One of the features of his administration that provoked comment and criticism was the abolition of the law classes in the private colleges, with the exception of those of the Ripon College. His underlying idea perhaps was the creation of a central law college that would serve as a model of efficiency fit to compare favourably with the great law colleges in England and America, but this might have been done by insisting upon a higher standard of efficiency in the law classes in the private colleges, and without their actual disaffiliation. A healthy competition contributes to educational efficiency, and anything approaching a monopoly is injurious to the public interests.

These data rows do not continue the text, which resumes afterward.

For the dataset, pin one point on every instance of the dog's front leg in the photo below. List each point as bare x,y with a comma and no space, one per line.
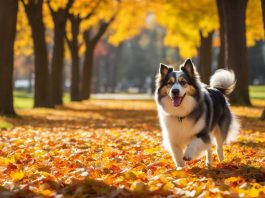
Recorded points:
195,148
177,155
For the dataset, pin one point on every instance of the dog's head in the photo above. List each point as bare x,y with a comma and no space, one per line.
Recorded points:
180,88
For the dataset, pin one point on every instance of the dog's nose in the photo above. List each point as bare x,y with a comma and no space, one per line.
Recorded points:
175,91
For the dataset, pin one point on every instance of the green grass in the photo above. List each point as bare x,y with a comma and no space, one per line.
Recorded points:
24,100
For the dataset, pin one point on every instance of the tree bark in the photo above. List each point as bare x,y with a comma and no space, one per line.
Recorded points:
235,12
263,14
74,48
115,68
221,58
91,42
87,70
205,57
57,63
35,17
8,20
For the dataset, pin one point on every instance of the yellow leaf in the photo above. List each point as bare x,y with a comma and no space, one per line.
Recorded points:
17,176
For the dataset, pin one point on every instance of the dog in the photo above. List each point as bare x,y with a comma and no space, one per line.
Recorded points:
192,114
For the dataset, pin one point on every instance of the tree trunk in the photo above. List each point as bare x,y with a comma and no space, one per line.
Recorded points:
74,48
115,67
87,72
221,58
235,12
205,57
263,13
35,16
57,63
59,18
8,20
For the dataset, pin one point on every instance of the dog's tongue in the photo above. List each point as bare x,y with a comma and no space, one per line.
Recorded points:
176,101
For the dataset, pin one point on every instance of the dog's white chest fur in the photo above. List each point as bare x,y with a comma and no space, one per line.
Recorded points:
176,132
179,133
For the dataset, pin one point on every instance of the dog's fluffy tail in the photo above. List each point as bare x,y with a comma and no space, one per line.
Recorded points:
223,80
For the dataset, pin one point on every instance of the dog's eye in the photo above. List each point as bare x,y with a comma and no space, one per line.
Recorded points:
182,82
170,83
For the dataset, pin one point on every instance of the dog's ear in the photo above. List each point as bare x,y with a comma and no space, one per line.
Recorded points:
188,67
164,70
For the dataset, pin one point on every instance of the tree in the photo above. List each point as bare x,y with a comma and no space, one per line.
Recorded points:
221,56
59,12
34,11
263,14
91,41
8,10
205,56
76,18
236,47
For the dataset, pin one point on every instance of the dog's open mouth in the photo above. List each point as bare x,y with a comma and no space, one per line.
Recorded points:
177,100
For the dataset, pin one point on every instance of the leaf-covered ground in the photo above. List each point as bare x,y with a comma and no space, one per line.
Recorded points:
113,149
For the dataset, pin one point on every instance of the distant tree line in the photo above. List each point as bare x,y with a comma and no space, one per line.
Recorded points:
81,25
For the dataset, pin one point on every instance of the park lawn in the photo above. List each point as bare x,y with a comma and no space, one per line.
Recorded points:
24,100
113,148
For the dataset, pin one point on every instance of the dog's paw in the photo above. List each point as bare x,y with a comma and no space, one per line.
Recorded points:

It is impossible to leave this reference to Sir Ashutosh Mukherjea's work as a member of the University without lamenting the grievous loss which the cause of education in Bengal and India has sustained by his early death, almost immediately after his retirement from the Bench. He was a unique figure in the educational world of Bengal and it will be difficult to fill his place. The numerous demonstrations held in his honour, all over the province, bore testimony to the universality of the national sorrow.

In 1901 I ceased to be a member of the Bengal Legislative Council. I stood for a seat in the Imperial Legislative Council the same year. The rival candidate was the present Maharaja of Darbhanga. I was defeated. The circumstances that led to my failure were peculiar. There was a tie between the Maharaja and myself, each counting five votes. The matter went up to the Government of India. Under the Council Regulations, the Government was bound to pass orders within two months of the polling. The Government of Lord Curzon violated this rule. It did nothing for three months, and ordered a re-election when I had ceased to be a member of the Bengal Council and could not record my vote in my favour.

It was a piece of diplomatic strategy, opposed to the rules in force and to all considerations of fairness, the effect of which was to exclude me from the Governor-General's Council. I had stood for a seat in the Imperial Legislative Council several times before, but I had always been defeated; and I fear that official influence was exerted against me. A friend of mine, who came from Behar and whom I helped to be returned to the Bengal Council, assured me that he would have voted for me, but that he could not disregard the request of a high official who had spoken to him on the subject. I think the fact was published at the time in the newspapers, with- out, of course, the names of the parties concerned.